Надо сознаться, что, прежде чем прийти к решению покорить майора, Глорвина много раз испытывала свои чары на других. Она провела сезон в Дублине, не говоря уже о бесчисленных сезонах в Корке, Киларни и Мелоу, где кокетничала со всеми офицерами всех местных гарнизонов и холостыми помещиками из числа «подходящих женихов». У нее раз десять наклевывался жених в Ирландии, не говоря уж о пасторе в Бате, который так нехорошо поступил с ней. Всю дорогу до Мадраса она кокетничала с капитаном и старшим офицером корабля «Ремчандер» Ост-Индской компании и провела целый сезон в окружном городе с братом и миссис О’Дауд, которые оставили майора командовать полком. Все восхищались ею, все танцевали с нею, но никто заслуживающий внимания не делал ей предложения. Два-три чрезвычайно юных субалтерн-офицера вздыхали по ней и два-три безусых штатских, но она отвергла их, как не удовлетворяющих ее требованиям. А между тем другие, более юные девицы выходили замуж. Есть женщины, и даже красивые женщины, которым выпадает такая судьба. Они с необычайной готовностью влюбляются, катаются верхом, совершают прогулки чуть ли не с половиною наличного офицерского состава, и все же, хоть им уже под сорок, мисс О’Греди остается мисс О’Греди. Глорвина уверяла, что, не будь этой злосчастной ссоры леди О’Дауд с женой судьи, она сделала бы отличную партию в Мадрасе, где старый мистер Чатни, стоявший во главе гражданского ведомства, готов был сделать ей предложение (он потом женился на мисс Долби, юной леди, всего лишь тринадцати лет от роду, только что приехавшей из Европы, где она училась в школе).

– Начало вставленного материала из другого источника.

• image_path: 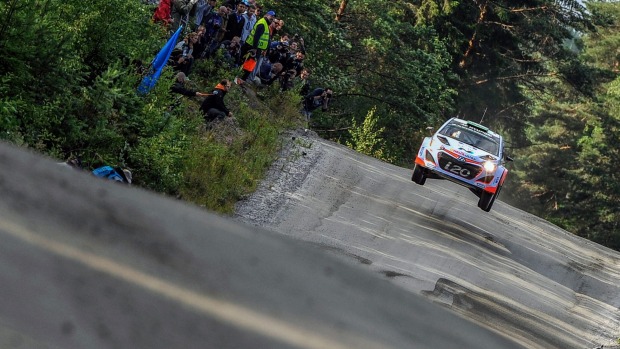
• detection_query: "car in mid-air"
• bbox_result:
[411,118,512,212]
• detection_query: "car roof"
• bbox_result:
[446,117,502,139]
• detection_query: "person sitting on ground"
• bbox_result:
[92,166,132,184]
[302,87,333,122]
[170,72,209,97]
[200,79,233,123]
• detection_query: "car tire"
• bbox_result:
[478,185,502,212]
[411,164,426,185]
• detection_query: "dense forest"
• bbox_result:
[0,0,620,250]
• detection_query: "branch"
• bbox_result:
[474,73,558,85]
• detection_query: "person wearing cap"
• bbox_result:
[200,79,233,123]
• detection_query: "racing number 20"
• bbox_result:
[444,161,471,177]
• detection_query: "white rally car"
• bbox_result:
[411,118,512,212]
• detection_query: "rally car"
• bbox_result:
[411,118,512,212]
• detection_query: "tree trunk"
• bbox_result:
[459,1,488,68]
[336,0,349,22]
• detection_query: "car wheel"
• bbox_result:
[478,185,502,212]
[411,164,426,185]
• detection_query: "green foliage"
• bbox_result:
[346,108,389,160]
[0,0,620,248]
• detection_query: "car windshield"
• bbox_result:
[439,124,499,156]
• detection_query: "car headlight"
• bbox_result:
[484,161,497,172]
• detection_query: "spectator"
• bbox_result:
[203,6,227,57]
[194,0,217,26]
[284,51,305,75]
[92,166,132,184]
[293,68,311,97]
[170,72,209,97]
[241,11,276,80]
[215,6,231,44]
[254,61,282,86]
[224,3,246,40]
[280,69,297,91]
[302,87,333,122]
[170,0,198,32]
[192,25,209,59]
[200,79,233,123]
[289,34,306,54]
[173,33,198,75]
[235,50,256,85]
[267,41,289,65]
[241,5,256,44]
[220,36,241,67]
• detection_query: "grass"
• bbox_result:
[179,73,303,214]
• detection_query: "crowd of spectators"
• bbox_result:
[148,0,332,123]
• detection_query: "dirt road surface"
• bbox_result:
[237,132,620,349]
[0,144,524,349]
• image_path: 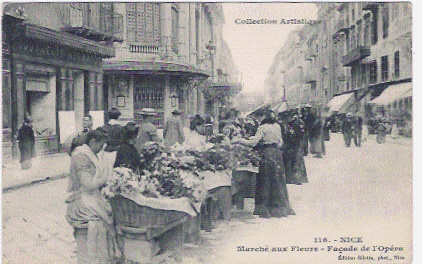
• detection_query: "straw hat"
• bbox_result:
[139,108,156,116]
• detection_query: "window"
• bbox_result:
[371,9,378,45]
[382,4,389,38]
[369,61,377,84]
[394,51,400,79]
[126,3,161,45]
[171,6,179,54]
[363,15,371,47]
[381,56,388,82]
[310,81,316,91]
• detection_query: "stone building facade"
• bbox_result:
[267,2,412,126]
[104,2,241,128]
[2,3,119,160]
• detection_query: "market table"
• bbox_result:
[110,194,201,263]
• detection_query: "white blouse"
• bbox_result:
[244,123,283,147]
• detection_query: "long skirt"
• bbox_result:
[66,192,120,264]
[309,131,325,155]
[283,148,308,185]
[254,146,295,218]
[19,141,35,170]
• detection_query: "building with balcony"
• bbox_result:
[104,2,241,128]
[333,2,412,124]
[2,2,119,160]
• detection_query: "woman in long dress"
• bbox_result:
[66,129,120,264]
[232,112,295,218]
[17,117,35,170]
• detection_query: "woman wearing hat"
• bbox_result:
[17,117,35,170]
[163,110,185,150]
[114,122,142,171]
[232,112,295,218]
[135,108,161,153]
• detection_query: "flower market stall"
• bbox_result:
[102,139,259,263]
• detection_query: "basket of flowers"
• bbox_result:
[102,159,206,228]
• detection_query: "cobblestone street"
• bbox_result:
[3,134,412,264]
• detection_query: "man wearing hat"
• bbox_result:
[163,110,185,150]
[135,108,161,153]
[342,112,354,147]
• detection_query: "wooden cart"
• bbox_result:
[110,195,192,263]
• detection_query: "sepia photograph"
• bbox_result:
[1,1,417,264]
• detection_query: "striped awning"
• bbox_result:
[327,93,354,113]
[369,82,412,105]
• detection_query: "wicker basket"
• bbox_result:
[110,195,188,228]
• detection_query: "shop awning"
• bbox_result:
[271,101,287,113]
[243,103,271,116]
[369,82,412,105]
[327,93,354,113]
[103,60,211,78]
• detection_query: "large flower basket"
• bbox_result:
[110,195,189,228]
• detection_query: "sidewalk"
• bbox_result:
[369,135,413,146]
[2,135,413,192]
[2,153,70,192]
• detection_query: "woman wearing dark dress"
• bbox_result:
[17,117,35,170]
[283,114,308,185]
[114,123,143,171]
[232,112,295,218]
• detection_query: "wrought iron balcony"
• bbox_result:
[303,68,317,83]
[62,3,123,41]
[342,46,371,67]
[333,19,349,37]
[362,2,380,11]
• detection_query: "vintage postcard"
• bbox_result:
[2,1,416,264]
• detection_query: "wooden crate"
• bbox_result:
[110,195,188,228]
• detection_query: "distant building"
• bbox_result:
[266,2,412,134]
[2,2,119,160]
[104,2,241,128]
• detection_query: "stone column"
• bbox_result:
[179,3,190,62]
[163,75,171,122]
[189,3,197,65]
[160,3,172,57]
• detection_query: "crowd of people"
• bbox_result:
[58,105,372,263]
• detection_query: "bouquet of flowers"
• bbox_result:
[228,144,261,167]
[139,141,164,169]
[101,167,161,198]
[102,153,206,202]
[151,153,206,201]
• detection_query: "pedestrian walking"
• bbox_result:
[301,104,314,156]
[163,110,185,150]
[308,108,325,158]
[114,122,144,172]
[342,112,354,147]
[283,113,308,185]
[63,115,93,156]
[232,112,295,218]
[66,129,120,263]
[16,117,35,170]
[353,116,363,147]
[135,108,161,153]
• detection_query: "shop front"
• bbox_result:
[2,14,114,161]
[104,61,209,129]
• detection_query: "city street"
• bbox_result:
[2,134,412,264]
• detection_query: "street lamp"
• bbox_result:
[170,93,179,107]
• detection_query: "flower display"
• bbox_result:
[102,142,260,202]
[102,153,206,202]
[139,141,164,170]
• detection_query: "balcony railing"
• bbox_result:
[362,2,380,10]
[61,3,123,41]
[343,46,371,67]
[303,69,316,83]
[334,19,349,36]
[129,43,160,54]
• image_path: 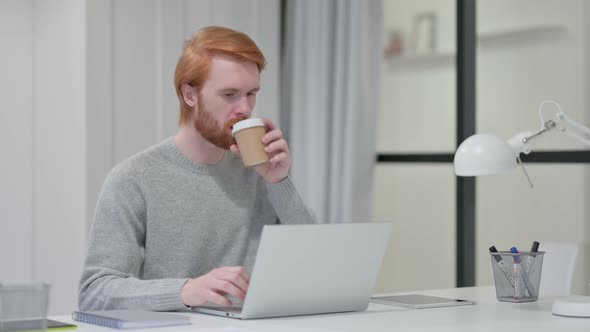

И вот, хотя леди О’Дауд и Глорвина ссорились помногу раз в день и почти по всякому поводу (право же, не обладай Мик О’Дауд ангельским характером, две такие женщины, постоянно находившиеся около него, непременно свели бы его с ума), однако они сходились в одном, — а именно в том, что Глорвина должна выйти замуж за майора Доббина, и решили не оставлять его в покое, пока не добьются своего. Глорвина, не смущаясь предыдущими сорока или пятьюдесятью поражениями, повела настоящую атаку на майора. Она распевала ему ирландские мелодии; она так часто и с таким чувством спрашивала, «придет ли он в беседку», что надо удивляться, как мужчина, не лишенный сердца, мог устоять перед таким приглашением; она неустанно допытывалась, «не омрачила ли грусть дней его юности», и готова была, как Дездемона, плакать, слушая рассказы майора об опасностях, которым он подвергался в походах. Мы уже говорили, что наш честный старый друг любил играть на флейте. Глорвина заставляла его исполнять с нею дуэты, и леди О’Дауд простодушно покидала комнату, предоставляя молодой паре без помехи предаваться этому занятию. Глорвина требовала, чтобы майор ездил с ней верхом по утрам. Весь военный поселок видел, как они вместе выезжали и возвращались. Она постоянно писала ему на дом записочки, брала у него книги и отмечала карандашом те чувствительные или смешные места, которые ей понравились. Она пользовалась его лошадьми, слугами, ложками и паланкином. Не мудрено, что молва соединяла ее с ним и что сестры майора в Англии вообразили, что у них скоро будет невестка.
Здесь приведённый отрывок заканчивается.